OPINION OF THE COURT

FISHER, Circuit Judge.

In this foreclosure action, defendants Clearview Financial, LLC (“Clearview”) and Plaatsdale Associates, LLC (“Plaats-dale”) argue that the District Court erred by ordering that any foreclosure sale surplus remaining after applying the sale proceeds to satisfy the judgment in favor of plaintiff Mortgage Electronic Registration Systems, Inc. (“MERS”) be distributed to defendants Frank Patock and Douglas Lynch, the holders of the equity of redemption. For the reasons set forth below, we will reverse that portion of the judgment ordering the surplus distribution and remand this case to the District Court for proceedings in accordance with this opinion.

I.

We write exclusively for the parties, who are familiar with the factual context and legal history of this case. Therefore, we will set forth only those facts necessary to our analysis.

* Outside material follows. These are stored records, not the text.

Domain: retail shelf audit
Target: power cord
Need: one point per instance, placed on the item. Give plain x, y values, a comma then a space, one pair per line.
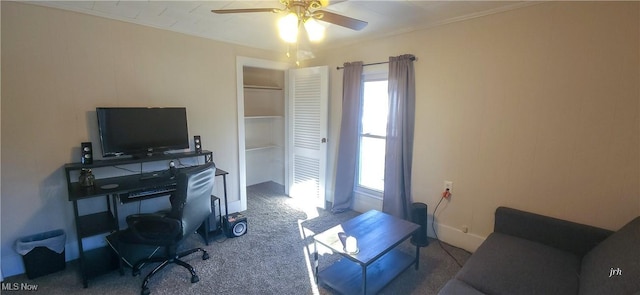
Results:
445, 195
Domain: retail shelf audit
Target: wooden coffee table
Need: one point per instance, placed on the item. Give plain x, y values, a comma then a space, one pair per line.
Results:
377, 261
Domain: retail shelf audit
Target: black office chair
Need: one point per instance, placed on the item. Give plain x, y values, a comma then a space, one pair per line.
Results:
190, 206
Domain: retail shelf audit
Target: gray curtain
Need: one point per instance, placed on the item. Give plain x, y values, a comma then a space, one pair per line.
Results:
399, 147
348, 145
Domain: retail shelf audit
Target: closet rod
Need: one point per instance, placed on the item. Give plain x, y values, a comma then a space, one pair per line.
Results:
375, 63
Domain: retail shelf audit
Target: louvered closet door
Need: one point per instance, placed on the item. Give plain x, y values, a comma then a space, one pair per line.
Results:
308, 94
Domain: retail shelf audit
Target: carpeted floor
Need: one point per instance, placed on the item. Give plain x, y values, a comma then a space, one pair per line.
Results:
274, 257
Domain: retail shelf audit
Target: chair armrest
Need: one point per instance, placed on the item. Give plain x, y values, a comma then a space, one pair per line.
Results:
561, 234
154, 228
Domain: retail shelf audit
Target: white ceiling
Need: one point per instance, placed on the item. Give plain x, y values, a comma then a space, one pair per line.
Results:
259, 29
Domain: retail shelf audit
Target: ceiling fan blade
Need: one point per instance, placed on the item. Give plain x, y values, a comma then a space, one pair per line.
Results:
223, 11
340, 20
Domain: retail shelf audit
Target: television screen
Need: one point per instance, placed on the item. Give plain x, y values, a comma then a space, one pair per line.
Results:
142, 131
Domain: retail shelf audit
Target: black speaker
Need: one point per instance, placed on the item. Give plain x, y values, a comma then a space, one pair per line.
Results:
235, 225
419, 216
197, 144
87, 153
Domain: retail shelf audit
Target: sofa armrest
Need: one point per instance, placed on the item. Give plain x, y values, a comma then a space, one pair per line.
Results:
561, 234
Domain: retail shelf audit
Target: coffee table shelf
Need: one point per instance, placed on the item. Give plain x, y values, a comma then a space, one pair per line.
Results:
377, 262
345, 276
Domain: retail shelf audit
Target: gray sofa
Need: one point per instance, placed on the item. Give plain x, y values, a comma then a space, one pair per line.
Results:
533, 254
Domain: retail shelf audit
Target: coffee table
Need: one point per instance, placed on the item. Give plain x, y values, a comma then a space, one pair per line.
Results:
377, 260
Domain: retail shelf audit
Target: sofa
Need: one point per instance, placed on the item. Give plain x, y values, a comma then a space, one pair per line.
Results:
534, 254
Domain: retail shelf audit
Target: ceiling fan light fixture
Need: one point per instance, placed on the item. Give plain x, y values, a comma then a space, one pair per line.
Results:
288, 28
315, 31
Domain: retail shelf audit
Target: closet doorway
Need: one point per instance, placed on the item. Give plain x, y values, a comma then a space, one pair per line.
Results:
282, 129
262, 136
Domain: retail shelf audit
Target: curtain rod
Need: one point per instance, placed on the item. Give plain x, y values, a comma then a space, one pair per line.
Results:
376, 63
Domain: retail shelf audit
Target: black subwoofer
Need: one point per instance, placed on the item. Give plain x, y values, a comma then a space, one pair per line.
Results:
235, 225
197, 143
419, 216
86, 150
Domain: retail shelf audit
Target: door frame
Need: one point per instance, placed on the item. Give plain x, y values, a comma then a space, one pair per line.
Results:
241, 62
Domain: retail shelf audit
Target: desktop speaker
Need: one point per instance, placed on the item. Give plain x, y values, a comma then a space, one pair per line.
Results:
235, 225
197, 144
87, 153
419, 216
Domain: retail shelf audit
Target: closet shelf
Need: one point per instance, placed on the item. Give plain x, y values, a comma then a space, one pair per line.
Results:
264, 117
263, 147
263, 87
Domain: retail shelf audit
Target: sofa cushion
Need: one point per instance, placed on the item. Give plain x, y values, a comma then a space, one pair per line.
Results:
613, 267
505, 264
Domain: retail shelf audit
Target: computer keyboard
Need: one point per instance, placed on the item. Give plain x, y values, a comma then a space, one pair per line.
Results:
149, 191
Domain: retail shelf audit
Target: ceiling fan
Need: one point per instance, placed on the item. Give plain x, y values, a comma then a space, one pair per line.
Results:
303, 12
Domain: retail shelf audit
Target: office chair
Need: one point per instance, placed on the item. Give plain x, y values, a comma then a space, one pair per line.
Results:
190, 206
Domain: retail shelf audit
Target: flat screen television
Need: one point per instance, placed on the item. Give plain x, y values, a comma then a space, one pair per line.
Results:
142, 132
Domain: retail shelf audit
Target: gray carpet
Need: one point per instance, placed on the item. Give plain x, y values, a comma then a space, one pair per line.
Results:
274, 257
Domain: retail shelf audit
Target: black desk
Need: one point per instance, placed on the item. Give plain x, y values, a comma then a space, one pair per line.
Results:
101, 260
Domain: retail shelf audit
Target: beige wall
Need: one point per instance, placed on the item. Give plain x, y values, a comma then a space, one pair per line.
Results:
536, 108
59, 66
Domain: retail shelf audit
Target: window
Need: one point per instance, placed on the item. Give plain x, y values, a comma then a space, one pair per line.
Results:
373, 132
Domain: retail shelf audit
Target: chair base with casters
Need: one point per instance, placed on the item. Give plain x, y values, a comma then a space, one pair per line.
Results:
171, 257
190, 207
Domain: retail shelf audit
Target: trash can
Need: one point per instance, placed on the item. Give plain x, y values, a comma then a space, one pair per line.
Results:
42, 253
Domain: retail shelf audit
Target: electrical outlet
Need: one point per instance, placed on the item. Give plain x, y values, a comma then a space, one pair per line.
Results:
448, 185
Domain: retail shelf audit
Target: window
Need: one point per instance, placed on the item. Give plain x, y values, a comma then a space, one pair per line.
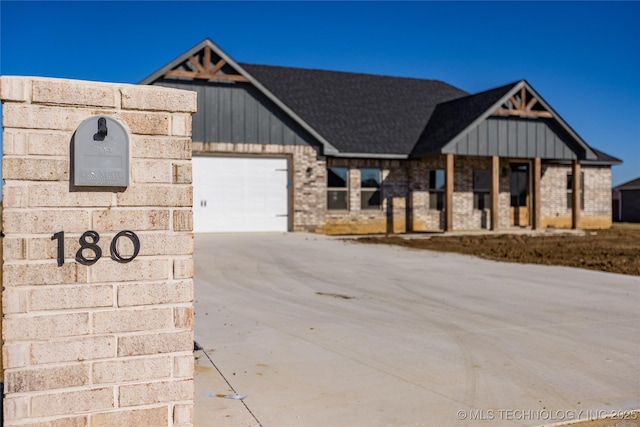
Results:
481, 190
337, 189
436, 189
370, 189
570, 191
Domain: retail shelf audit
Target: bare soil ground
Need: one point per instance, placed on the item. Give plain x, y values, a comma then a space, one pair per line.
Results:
616, 250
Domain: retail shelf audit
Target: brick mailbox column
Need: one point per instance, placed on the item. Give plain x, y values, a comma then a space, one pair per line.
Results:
107, 344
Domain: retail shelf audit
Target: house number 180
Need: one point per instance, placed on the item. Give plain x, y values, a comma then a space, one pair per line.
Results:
89, 241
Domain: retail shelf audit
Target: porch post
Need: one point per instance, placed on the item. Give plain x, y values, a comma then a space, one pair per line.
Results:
537, 173
448, 184
495, 192
575, 189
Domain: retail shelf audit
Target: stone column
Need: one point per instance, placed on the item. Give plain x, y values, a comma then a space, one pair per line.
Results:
576, 190
107, 344
495, 192
537, 173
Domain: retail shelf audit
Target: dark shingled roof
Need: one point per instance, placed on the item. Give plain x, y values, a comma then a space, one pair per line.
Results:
604, 158
451, 118
358, 113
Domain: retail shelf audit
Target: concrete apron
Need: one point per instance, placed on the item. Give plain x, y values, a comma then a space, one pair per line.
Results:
320, 332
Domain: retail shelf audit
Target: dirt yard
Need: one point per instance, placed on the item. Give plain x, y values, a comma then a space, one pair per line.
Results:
616, 250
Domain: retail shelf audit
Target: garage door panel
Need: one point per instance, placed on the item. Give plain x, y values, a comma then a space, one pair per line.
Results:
241, 193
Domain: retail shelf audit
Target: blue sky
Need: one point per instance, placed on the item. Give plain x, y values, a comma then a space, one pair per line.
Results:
583, 58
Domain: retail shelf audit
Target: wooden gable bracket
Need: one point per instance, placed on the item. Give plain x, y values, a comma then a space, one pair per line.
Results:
519, 106
206, 70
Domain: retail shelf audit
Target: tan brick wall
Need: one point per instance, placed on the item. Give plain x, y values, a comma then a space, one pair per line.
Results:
597, 197
405, 192
109, 344
390, 218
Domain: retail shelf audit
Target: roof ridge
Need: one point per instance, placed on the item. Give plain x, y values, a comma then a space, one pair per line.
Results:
354, 73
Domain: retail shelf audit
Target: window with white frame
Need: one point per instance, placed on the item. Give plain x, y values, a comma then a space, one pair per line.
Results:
337, 189
481, 189
570, 191
436, 189
370, 180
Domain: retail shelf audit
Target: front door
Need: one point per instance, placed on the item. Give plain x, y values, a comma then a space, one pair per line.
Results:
519, 185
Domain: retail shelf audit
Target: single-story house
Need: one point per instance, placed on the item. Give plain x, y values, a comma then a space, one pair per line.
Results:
626, 201
290, 149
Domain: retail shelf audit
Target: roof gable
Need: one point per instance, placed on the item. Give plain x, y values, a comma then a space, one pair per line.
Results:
634, 184
452, 123
362, 115
207, 61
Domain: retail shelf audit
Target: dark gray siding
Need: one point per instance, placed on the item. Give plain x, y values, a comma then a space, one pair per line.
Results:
239, 113
519, 138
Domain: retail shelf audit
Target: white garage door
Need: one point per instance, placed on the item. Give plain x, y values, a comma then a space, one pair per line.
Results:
232, 194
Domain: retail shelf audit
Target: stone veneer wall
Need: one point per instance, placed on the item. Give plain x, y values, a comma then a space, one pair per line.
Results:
109, 344
597, 197
392, 215
465, 217
405, 192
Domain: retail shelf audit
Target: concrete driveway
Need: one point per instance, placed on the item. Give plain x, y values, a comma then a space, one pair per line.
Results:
315, 331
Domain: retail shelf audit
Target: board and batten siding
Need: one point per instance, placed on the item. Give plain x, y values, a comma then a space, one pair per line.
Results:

Patock and Lynch executed three mortgages on a parcel of real property that they owned, described as Parcel No. 157 Chocolate Hole, No. 11 Cruz Bay Quarter, St. John (“Parcel No.'157”), located in the United States Virgin Islands. First, on January 16, 2004, Patock and Lynch executed a promissory note with Flagstar Bank, FSB (“Flagstar”), in the amount of $640,000, plus interest, secured by a mortgage on Parcel No. 157 (“First Mortgage”). The First Mortgage was recorded with the Office of the Recorder of Deeds for the District of St. Thomas and St. John (“Recorder of Deeds”) on January 21, 2004.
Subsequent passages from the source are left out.